To protect against the central parameter server being compromised there has been work on federated model training in a peer to peer setup. There has been quite some work on federated model training using blockchain to make the learning process more decentralized and increase transparency and also use it to have an incentive mechanism and reputation scoring system for the trainers.
Can you give an example or two of a federated AI use case?
In cybersecurity federated learning can be used for Network Intrusion and Malware Detection where federated learning can be used for training classifiers and deep autoencoders for anomaly detection.
Google has used federated learning for training its GBoard end user experience by training federated learning models across millions of android devices, to better predict the next word given the context.
A great B2B use case for federated learning would be training classifiers to predict the likelihood of a disease across multiple hospitals without the hospitals ever having to share the private data of its patients.

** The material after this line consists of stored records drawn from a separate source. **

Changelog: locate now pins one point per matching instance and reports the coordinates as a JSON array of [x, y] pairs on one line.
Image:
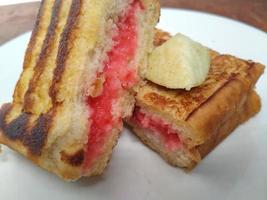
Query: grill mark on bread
[[75, 159], [63, 49], [32, 52], [34, 137], [41, 63]]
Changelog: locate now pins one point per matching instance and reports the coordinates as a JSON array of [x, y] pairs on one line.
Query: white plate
[[234, 170]]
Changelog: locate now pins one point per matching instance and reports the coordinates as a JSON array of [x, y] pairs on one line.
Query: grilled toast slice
[[184, 126], [60, 117]]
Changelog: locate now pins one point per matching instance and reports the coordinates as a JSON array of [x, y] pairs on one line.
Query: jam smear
[[118, 76], [159, 128]]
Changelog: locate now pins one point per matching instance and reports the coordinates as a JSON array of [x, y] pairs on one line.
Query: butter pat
[[180, 63]]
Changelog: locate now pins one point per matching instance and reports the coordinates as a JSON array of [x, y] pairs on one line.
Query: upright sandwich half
[[83, 58], [184, 126]]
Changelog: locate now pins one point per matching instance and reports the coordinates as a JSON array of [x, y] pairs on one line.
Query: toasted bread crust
[[41, 123], [207, 114], [190, 158]]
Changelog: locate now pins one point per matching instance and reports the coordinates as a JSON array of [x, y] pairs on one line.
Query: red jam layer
[[162, 130], [118, 77]]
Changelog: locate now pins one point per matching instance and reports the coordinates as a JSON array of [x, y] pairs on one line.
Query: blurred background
[[17, 16]]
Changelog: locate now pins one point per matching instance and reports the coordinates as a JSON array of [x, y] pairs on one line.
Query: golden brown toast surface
[[203, 109], [48, 119], [205, 115]]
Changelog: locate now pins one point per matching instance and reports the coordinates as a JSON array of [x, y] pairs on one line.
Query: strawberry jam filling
[[118, 76], [162, 130]]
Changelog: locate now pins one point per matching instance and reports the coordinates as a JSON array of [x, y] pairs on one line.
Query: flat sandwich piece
[[82, 61], [184, 126]]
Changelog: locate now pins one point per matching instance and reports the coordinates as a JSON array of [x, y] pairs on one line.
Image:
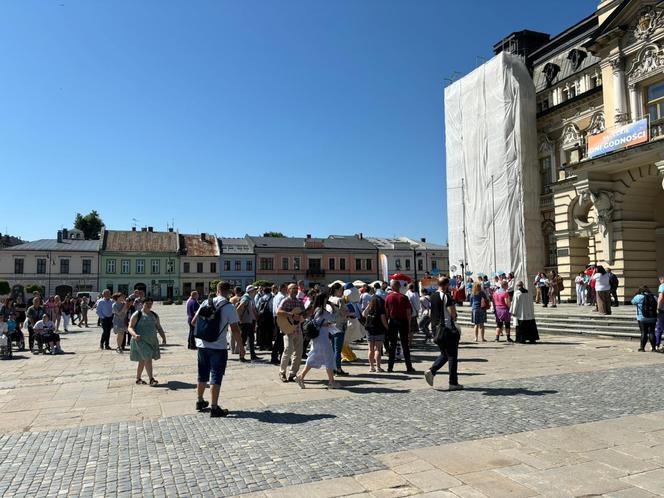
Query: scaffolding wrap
[[493, 171]]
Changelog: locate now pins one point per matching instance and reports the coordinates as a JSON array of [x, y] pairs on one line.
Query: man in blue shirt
[[659, 328], [105, 314], [645, 319]]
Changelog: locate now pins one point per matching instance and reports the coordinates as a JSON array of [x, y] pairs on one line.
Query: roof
[[348, 242], [277, 242], [235, 245], [135, 241], [53, 245], [199, 245]]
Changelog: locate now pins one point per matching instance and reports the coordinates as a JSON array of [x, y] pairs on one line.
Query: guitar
[[290, 324]]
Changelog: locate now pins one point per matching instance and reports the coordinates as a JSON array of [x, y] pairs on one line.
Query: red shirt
[[397, 306]]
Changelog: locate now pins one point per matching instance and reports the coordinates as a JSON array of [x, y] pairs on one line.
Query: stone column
[[634, 107], [617, 65]]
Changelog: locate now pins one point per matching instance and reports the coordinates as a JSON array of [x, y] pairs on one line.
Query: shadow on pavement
[[269, 417], [175, 385], [508, 391]]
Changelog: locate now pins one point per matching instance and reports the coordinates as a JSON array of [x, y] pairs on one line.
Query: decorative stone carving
[[550, 72], [545, 145], [649, 21], [572, 137], [650, 59], [576, 57], [603, 201], [597, 124]]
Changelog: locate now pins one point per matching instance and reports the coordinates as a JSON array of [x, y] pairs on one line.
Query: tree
[[90, 224]]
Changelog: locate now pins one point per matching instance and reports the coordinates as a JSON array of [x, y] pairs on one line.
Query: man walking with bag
[[446, 335]]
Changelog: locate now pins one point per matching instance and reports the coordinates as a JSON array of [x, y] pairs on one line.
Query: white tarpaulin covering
[[491, 132]]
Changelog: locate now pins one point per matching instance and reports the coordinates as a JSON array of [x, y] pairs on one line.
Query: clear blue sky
[[304, 116]]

Abdul Rahman Sattar is the Lead Cybersecurity Analytics Architect at TELUS. He is also leading research with academic leaders on pushing the state-of-the-art in cybersecurity analytics leveraging Federated Machine Learning, Distributed AI and Edge Computing for Connected and Autonomous Vehicle Security. Abdul is the Steering Committee member at multiple Cybersecurity and AI/ML communities including the Toronto Machine Learning Society (TMLS), Automotive Security Research Group (ASRG) and Aggregate Intellect.